From the fruity Karma Citra to the bitter Fantapants, its brews are anything but subtle.
“They weren’t going to be like the big domestic breweries; our beer was going to be undomesticated,” Mr Varis told AAP.
A decade on, Feral’s growth is fermenting fast, with the company opening a new brewery that will see its annual production grow from half a million litres to about five million.
Australian microbrewing is 15 years behind the US, Mr Varis says, where a plethora of craft beers make up about six and a half per cent of the national market.
With a market share of just two per cent here, the industry has enormous potential for growth, and Aussie beer aficionados are increasingly catching on, he says.
“The pace at which people have been accepting craft beer in the last two years has been shocking. It’s like it’s reached that tipping point now and it’s really on the way. It’s an exciting time to be in craft brewing,” he said.

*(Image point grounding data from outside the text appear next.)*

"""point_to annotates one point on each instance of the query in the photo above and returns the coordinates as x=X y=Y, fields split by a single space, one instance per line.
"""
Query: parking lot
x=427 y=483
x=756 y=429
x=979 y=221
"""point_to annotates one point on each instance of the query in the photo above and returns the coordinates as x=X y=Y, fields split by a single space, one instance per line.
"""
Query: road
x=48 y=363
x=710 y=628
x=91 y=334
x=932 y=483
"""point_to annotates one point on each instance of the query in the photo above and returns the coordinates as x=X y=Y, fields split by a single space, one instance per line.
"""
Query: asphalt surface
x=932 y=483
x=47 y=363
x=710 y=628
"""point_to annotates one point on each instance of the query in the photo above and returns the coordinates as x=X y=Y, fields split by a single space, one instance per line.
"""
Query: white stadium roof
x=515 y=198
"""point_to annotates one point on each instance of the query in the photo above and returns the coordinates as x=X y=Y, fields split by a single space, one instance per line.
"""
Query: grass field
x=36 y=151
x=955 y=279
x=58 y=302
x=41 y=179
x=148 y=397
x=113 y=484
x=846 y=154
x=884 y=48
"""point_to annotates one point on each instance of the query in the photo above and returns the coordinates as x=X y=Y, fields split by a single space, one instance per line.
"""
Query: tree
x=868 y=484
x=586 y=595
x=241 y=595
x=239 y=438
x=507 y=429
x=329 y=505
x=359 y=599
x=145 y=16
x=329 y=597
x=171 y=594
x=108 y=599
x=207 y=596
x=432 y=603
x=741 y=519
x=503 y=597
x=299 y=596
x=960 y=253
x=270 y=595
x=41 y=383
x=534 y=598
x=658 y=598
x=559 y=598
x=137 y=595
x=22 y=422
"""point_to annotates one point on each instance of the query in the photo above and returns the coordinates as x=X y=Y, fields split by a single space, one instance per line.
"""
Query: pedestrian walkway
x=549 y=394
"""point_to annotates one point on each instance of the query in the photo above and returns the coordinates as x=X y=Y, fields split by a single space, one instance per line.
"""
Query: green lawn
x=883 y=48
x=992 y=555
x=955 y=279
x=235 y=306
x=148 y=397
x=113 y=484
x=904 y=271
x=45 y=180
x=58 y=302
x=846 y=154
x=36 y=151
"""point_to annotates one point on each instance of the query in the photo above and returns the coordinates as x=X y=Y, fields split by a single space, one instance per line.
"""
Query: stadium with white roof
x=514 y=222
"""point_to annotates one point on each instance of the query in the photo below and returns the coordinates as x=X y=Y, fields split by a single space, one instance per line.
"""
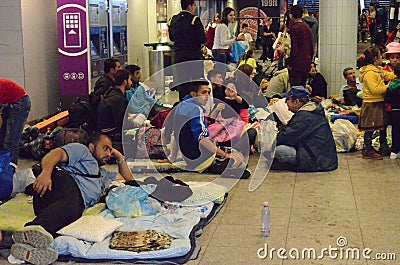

When asked why, he says the preference for craft beers over their mainstream rivals is mirroring a modern move towards specialised coffee over freeze-dried blends.
“To my mind, it’s just a flavour thing,” he said.
Mr Varis welcomes the $10 million tax breaks for microbrewers unveiled in the federal budget as “a great start”, but says they won’t make a significant impact on his business given it pays around $15,000 a week.
The awards are a thrill, he says, and give winning brewers leverage when they approach licensed venues across the country in a bid to get their beers on tap.
“It at least lets us have a conversation, whereas otherwise, (venues) wouldn’t even give us the time of day,” he said.
Other winners on Thursday night included the ACT’s Wig Pen Brewery Tavern, named the best small Australian brewery, and Matilda Bay’s Redback Pale, which was awarded best wheat beer.